Re: [PATCH v3 7/7] sched: Shard per-LLC shared runqueues

public inbox for linux-kernel@vger.kernel.org
 help / color / mirror / Atom feed

From: David Vernet <void@manifault.com>
To: Chen Yu <yu.c.chen@intel.com>
Cc: linux-kernel@vger.kernel.org, peterz@infradead.org,
	mingo@redhat.com, juri.lelli@redhat.com,
	vincent.guittot@linaro.org, dietmar.eggemann@arm.com,
	rostedt@goodmis.org, bsegall@google.com, mgorman@suse.de,
	bristot@redhat.com, vschneid@redhat.com, tj@kernel.org,
	roman.gushchin@linux.dev, gautham.shenoy@amd.com,
	kprateek.nayak@amd.com, aaron.lu@intel.com,
	wuyun.abel@bytedance.com, kernel-team@meta.com,
	tim.c.chen@intel.com
Subject: Re: [PATCH v3 7/7] sched: Shard per-LLC shared runqueues
Date: Thu, 31 Aug 2023 14:14:44 -0500	[thread overview]
Message-ID: <20230831191444.GD531917@maniforge> (raw)
In-Reply-To: <ZPBvN9W6RYOr51zQ@chenyu5-mobl2>

On Thu, Aug 31, 2023 at 06:45:11PM +0800, Chen Yu wrote:
> On 2023-08-30 at 19:01:47 -0500, David Vernet wrote:
> > On Wed, Aug 30, 2023 at 02:17:09PM +0800, Chen Yu wrote:
> > > 
> > > 5. Check the L2 cache miss rate.
> > > perf stat -e l2_rqsts.references,l2_request.miss sleep 10
> > > The results show that the L2 cache miss rate is nearly the same with/without
> > > shared_runqueue enabled.
> > 
> > As mentioned below, I expect it would be interesting to also collect
> > icache / iTLB numbers. In my experience, poor uop cache locality will
> > also result in poor icache locality, though of course that depends on a
> > lot of other factors like alignment, how many (un)conditional branches
> > you have within some byte window, etc. If alignment, etc were the issue
> > though, we'd likely observe this also without SHARED_RUNQ.
> >
> 
> [snip...] 
> 
> > 
> > Interesting. As mentioned above, I expect we also see an increase in
> > iTLB and icache misses?
> > 
> 
> This is a good point, according to the perf topdown:
> 
> SHARED_RUNQ is disabled:
> 
>      13.0 %  tma_frontend_bound
>       6.7 %  tma_fetch_latency
>        0.3 %  tma_itlb_misses
>        0.7 %  tma_icache_misses
> 
> itlb miss ratio is 13.0% * 6.7% * 0.3%
> icache miss ratio is 13.0% * 6.7% * 0.7%
> 
> SHARED_RUNQ is enabled:
>      20.0 %  tma_frontend_bound
>       11.6 %  tma_fetch_latency
>        0.9 %  tma_itlb_misses
>        0.5 %  tma_icache_misses
> 
> itlb miss ratio is 20.0% * 11.6% * 0.9%
> icache miss ratio is 20.0% * 11.6% * 0.5%
> 
> So both icache and itlb miss ratio increase, and itlb miss increases more,
> although the bottleneck is neither icache nor itlb.
> And as you mentioned below, it depends on other factors, including the hardware
> settings, icache size, tlb size, DSB size, eg.
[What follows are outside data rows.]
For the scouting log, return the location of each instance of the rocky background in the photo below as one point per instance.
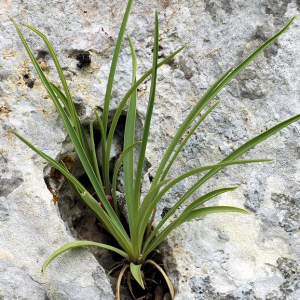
(221, 256)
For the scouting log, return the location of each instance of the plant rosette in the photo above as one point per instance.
(136, 244)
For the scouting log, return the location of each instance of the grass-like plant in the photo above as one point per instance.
(136, 245)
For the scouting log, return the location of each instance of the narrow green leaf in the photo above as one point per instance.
(96, 167)
(209, 95)
(128, 165)
(115, 228)
(148, 117)
(211, 210)
(124, 101)
(238, 152)
(183, 128)
(145, 135)
(70, 104)
(77, 244)
(149, 203)
(155, 239)
(136, 273)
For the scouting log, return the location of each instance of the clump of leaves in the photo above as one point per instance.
(136, 245)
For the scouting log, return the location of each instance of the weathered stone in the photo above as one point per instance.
(227, 256)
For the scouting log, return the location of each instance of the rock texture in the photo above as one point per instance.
(225, 256)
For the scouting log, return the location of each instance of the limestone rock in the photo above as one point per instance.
(225, 256)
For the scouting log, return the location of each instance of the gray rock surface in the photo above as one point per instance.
(225, 256)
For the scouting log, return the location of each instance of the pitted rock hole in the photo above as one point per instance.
(28, 81)
(80, 221)
(84, 60)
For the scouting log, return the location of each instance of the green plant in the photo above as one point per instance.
(136, 245)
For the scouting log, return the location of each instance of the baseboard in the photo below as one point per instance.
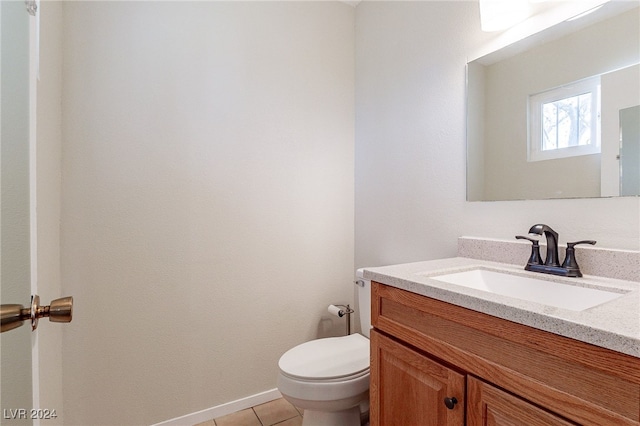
(222, 410)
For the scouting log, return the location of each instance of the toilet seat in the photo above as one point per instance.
(329, 359)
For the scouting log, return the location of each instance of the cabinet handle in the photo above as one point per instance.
(450, 402)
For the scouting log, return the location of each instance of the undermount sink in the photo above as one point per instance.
(551, 293)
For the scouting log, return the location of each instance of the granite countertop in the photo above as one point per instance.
(613, 325)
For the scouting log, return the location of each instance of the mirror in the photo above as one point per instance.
(603, 45)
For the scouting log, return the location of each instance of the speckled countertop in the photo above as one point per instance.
(613, 325)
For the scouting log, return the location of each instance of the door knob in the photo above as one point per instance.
(60, 310)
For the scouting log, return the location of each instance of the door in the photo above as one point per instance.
(630, 151)
(15, 282)
(490, 406)
(408, 388)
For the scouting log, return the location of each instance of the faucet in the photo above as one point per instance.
(551, 264)
(552, 242)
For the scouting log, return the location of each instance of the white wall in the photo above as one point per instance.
(48, 184)
(207, 207)
(410, 144)
(620, 90)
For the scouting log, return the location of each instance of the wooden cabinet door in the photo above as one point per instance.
(490, 406)
(409, 389)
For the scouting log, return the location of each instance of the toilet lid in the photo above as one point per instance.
(329, 358)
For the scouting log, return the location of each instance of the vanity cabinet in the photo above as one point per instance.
(408, 382)
(424, 351)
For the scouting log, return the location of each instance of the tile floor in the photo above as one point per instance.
(278, 412)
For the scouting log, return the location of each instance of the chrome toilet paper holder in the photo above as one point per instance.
(345, 311)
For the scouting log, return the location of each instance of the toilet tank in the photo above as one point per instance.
(363, 290)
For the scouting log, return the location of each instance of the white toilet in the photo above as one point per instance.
(329, 378)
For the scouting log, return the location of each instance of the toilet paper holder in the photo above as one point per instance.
(345, 311)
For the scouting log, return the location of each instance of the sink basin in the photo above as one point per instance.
(549, 293)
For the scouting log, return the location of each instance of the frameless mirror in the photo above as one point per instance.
(527, 99)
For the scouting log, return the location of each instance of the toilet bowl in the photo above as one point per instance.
(329, 378)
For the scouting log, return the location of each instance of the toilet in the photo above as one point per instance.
(329, 378)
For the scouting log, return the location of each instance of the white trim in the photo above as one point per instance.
(33, 228)
(222, 410)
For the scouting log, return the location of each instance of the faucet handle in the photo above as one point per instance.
(570, 263)
(534, 258)
(592, 242)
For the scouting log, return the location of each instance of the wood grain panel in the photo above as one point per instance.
(587, 384)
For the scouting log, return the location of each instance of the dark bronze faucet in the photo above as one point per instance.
(551, 264)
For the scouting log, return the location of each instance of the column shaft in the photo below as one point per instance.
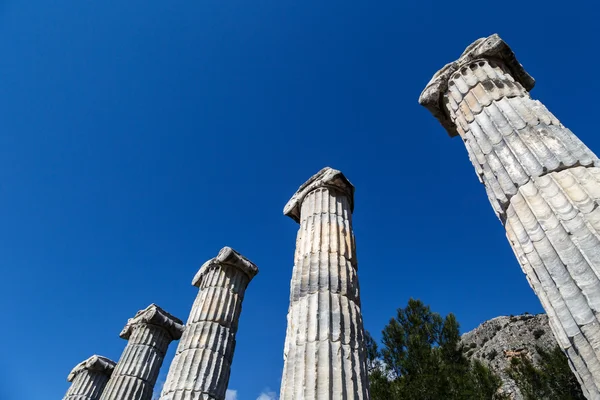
(149, 335)
(544, 185)
(325, 355)
(202, 363)
(89, 378)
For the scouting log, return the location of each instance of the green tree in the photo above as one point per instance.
(422, 359)
(551, 380)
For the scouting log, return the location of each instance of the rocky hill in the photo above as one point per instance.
(496, 341)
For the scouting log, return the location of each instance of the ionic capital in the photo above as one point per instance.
(154, 315)
(226, 257)
(94, 363)
(490, 48)
(327, 177)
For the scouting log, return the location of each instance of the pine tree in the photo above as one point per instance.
(422, 359)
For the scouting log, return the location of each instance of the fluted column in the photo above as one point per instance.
(89, 378)
(543, 183)
(202, 363)
(325, 354)
(149, 334)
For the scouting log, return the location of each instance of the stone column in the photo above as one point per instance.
(149, 334)
(543, 183)
(89, 378)
(325, 354)
(202, 364)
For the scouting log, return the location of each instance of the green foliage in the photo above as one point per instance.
(552, 380)
(422, 359)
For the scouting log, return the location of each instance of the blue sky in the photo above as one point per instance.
(139, 137)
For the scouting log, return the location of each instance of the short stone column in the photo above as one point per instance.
(149, 334)
(202, 363)
(543, 183)
(325, 353)
(89, 378)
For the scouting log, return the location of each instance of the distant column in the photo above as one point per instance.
(543, 183)
(202, 364)
(325, 353)
(149, 334)
(89, 378)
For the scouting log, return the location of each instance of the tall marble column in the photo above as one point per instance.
(325, 353)
(149, 334)
(202, 364)
(543, 183)
(89, 378)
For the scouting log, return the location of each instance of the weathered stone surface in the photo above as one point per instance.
(496, 341)
(202, 363)
(149, 334)
(543, 183)
(89, 378)
(325, 355)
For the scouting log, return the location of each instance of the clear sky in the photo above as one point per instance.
(137, 138)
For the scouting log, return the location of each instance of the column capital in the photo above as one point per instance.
(154, 315)
(327, 177)
(491, 48)
(94, 363)
(230, 257)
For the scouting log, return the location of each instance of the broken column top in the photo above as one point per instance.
(154, 315)
(492, 47)
(94, 363)
(327, 177)
(230, 257)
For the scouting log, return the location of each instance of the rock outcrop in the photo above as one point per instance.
(496, 341)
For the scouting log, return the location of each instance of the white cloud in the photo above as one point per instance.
(267, 395)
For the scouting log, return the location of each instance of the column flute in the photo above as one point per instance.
(325, 354)
(543, 183)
Thanks for collecting these stats. Good to know that things are making
sense and the data we're collecting are telling a consistent story.

> > This is something we deal with in HHVM. Like any other JIT engine /
> > compiler, it is heavily front-end CPU bound, and has very poor icache,
> > iTLB, and uop cache locality (also lots of branch resteers, etc).
> > SHARED_RUNQ actually helps this workload quite a lot, as explained in
> > the cover letter for the patch series. It makes sense that it would: uop
> > locality is really bad even without increasing CPU util. So we have no
> > reason not to migrate the task and hop on a CPU.
> >
> 
> I see, this makes sense.
>  
> > > I wonder, if SHARED_RUNQ can consider that, if a task is a long duration one,
> > > say, p->avg_runtime >= sysctl_migration_cost, maybe we should not put such task
> > > on the per-LLC shared runqueue? In this way it will not be migrated too offen
> > > so as to keep its locality(both in terms of L1/L2 cache and DSB).
> > 
> > I'm hesitant to apply such heuristics to the feature. As mentioned
> > above, SHARED_RUNQ works very well on HHVM, despite its potential hit to
> > icache / iTLB / DSB locality. Those hhvmworker tasks run for a very long
> > time, sometimes upwards of 20+ms. They also tend to have poor L1 cache
> > locality in general even when they're scheduled on the same core they
> > were on before they were descheduled, so we observe better performance
> > if the task is migrated to a fully idle core rather than e.g. its
> > hypertwin if it's available. That's not something we can guarantee with
> > SHARED_RUNQ, but it hopefully illustrates the point that it's an example
> > of a workload that would suffer with such a heuristic.
> >
> 
> OK, the hackbench is just a microbenchmark to help us evaluate
> what the impact SHARED_RUNQ could bring. If such heuristic heals
> hackbench but hurts the real workload then we can consider
> other direction.
>  
> > Another point to consider is that performance implications that are a
> > result of Intel micro architectural details don't necessarily apply to
> > everyone. I'm not as familiar with the instruction decode pipeline on
> > AMD chips like Zen4. I'm sure they have a uop cache, but the size of
> > that cache, alignment requirements, the way that cache interfaces with
> > e.g. their version of the MITE / decoder, etc, are all going to be quite
> > different.
> >
> 
> Yes, this is true.
>  
> > In general, I think it's difficult for heuristics like this to suit all
> > possible workloads or situations (not that you're claiming it is). My
> > preference is to keep it as is so that it's easier for users to build a
> > mental model of what outcome they should expect if they use the feature.
> > Put another way: As a user of this feature, I'd be a lot more surprised
> > to see that I enabled it and CPU util stayed low, vs. enabling it and
> > seeing higher CPU util, but also degraded icache / iTLB locality.
> >
> 
> Understand.
>  
> > Let me know what you think, and thanks again for investing your time
> > into this.
> > 
> 
> Let me run other benchmarks to see if others are sensitive to
> the resource locality.

Great, thank you Chenyu.

FYI, I'll be on vacation for over a week starting later today, so my
responses may be delayed.

Thanks in advance for working on this. Looking forward to seeing the
results when I'm back at work.

Thanks,
David

next prev parent reply	other threads:[~2023-08-31 19:14 UTC|newest]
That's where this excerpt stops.